Based in Brooklyn, New York, the company has maintained and strengthened its ties to several cities around the world, most notably its West Coast home Cal Performances in Berkeley and its Midwest home the Krannert Center for the Performing Arts in Urbana, Illinois. MMDG also appears regularly in New York City, Boston and Seattle. MMDG was the first dance company to appear at the Mostly Mozart Festival in 2002 and the Tanglewood Music Festival in 2003 and has since been invited to both festivals annually.
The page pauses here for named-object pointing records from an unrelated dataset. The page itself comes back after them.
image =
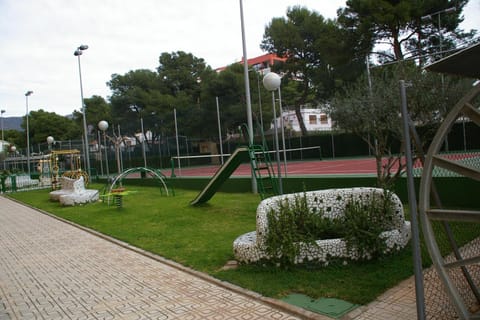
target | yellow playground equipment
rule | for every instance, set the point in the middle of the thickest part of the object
(66, 162)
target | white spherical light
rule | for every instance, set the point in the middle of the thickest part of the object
(103, 125)
(272, 81)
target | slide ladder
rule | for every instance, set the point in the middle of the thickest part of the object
(267, 184)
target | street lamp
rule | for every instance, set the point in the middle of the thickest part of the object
(27, 94)
(272, 82)
(103, 126)
(78, 53)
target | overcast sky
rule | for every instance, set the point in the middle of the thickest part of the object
(38, 38)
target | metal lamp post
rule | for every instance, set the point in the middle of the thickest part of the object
(247, 91)
(13, 150)
(27, 94)
(1, 115)
(430, 17)
(272, 82)
(144, 155)
(3, 139)
(438, 13)
(103, 126)
(78, 53)
(50, 141)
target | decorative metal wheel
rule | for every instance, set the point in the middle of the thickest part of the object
(458, 267)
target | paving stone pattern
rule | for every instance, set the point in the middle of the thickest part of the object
(52, 270)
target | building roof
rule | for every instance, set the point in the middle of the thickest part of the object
(462, 63)
(267, 60)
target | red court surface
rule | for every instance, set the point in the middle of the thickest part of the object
(363, 166)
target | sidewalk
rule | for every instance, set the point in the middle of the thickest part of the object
(50, 269)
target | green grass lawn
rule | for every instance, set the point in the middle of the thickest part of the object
(202, 238)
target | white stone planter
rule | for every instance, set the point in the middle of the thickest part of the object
(250, 247)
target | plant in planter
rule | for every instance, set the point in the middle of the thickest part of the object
(294, 226)
(324, 226)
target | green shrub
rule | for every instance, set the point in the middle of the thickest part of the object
(364, 221)
(293, 225)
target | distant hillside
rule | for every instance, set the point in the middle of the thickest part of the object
(12, 123)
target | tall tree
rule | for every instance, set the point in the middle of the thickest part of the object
(97, 109)
(396, 30)
(373, 112)
(43, 124)
(138, 88)
(315, 49)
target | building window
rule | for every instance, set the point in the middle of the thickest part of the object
(323, 119)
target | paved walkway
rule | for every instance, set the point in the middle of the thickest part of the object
(50, 269)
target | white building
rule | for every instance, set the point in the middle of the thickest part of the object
(314, 119)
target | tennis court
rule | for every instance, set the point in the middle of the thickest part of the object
(342, 166)
(309, 167)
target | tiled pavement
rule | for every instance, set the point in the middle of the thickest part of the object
(50, 269)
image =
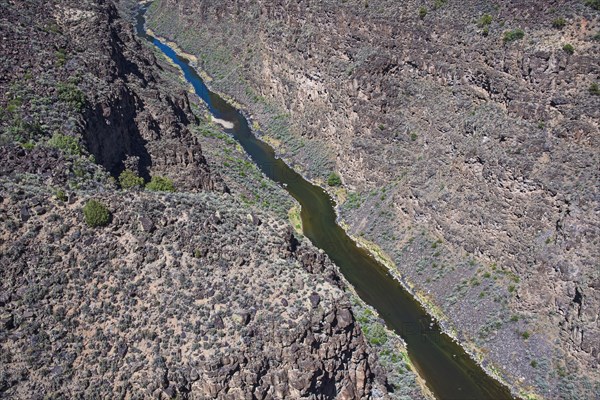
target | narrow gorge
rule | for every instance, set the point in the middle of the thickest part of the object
(280, 200)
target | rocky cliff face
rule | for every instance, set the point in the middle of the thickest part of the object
(185, 295)
(467, 137)
(75, 69)
(182, 295)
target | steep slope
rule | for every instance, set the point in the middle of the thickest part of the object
(466, 135)
(193, 294)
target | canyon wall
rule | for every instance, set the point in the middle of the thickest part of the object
(466, 136)
(192, 294)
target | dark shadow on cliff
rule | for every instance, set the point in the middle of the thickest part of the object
(112, 135)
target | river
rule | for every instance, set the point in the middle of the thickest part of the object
(448, 370)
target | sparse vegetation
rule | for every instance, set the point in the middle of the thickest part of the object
(61, 57)
(595, 4)
(96, 214)
(334, 179)
(129, 180)
(60, 195)
(559, 23)
(437, 4)
(514, 35)
(160, 184)
(68, 144)
(568, 48)
(72, 95)
(485, 20)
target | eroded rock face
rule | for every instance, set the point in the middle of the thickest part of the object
(474, 161)
(191, 308)
(76, 69)
(182, 295)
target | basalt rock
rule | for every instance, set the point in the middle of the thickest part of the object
(471, 159)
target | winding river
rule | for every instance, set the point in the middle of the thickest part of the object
(449, 371)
The company’s London seasons have garnered two Laurence Olivier Awards (1997 and 2002), and in 1995 the troupe was awarded the Hamada Prize, the Edinburgh Festival’s highest honor.
MMDG is noted for its commitment to live music, a feature of every performance on its full international touring schedule since 1996. MMDG collaborates with leading orchestras, opera companies and musicians such as cellist Yo-Yo Ma in the Emmy Award-winning film Falling Down Stairs (1997); Indian composer Zakir Hussain, Ma and jazz pianist Ethan Iverson in Kolam (2002); The Bad Plus in Violet Cavern (2004); pianists Emanuel Ax and Yoko Nozaki for Mozart Dances (2006); and with English National Opera in Four Saints in Three Acts (2000) and King Arthur (2006), among others.
The Mark Morris Dance Group first came to Cal Performances in 1987, and since 1994 has returned every year. Its visits to Zellerbach Hall often include world premieres: Candleflowerdance (2005); Rock of Ages (2004); All Fours, Something Lies Beyond the Scene, and Kolam (2003); Falling Down Stairs and Rhymes with Silver (1997); and World Power (1995). In 2001, MMDG delivered an encore presentation of Rameau’s comic opera-ballet Platée as well as a preview performance of V. Four Saints in Three Acts had its American debut in 2000; and Purcell’s Dido and Aeneas had its West Coast premiere in 1995. Cal Performances presented the American premiere of King Arthur (2006) and the West Coast premieres of Mozart Dances (2007) and Romeo & Juliet, On Motifs of Shakespeare (2008), the latter of which was set to Prokofiev’s newly discovered original score. Most recently, Berkeley audiences saw the West Coast premieres of Visitation (2009) and Empire Garden (2009).
Members of the Mark Morris Dance Company will be leading an interactive event at Cal Performances’ first Fall Free for All on Sunday, September 26 at 3:00 p.m. at Zellerbach Hall. David Leventhal and John Heginbotham will teach a 45-minute workshop featuring choreography from Looky with participants dancing on stage to the disklavier music.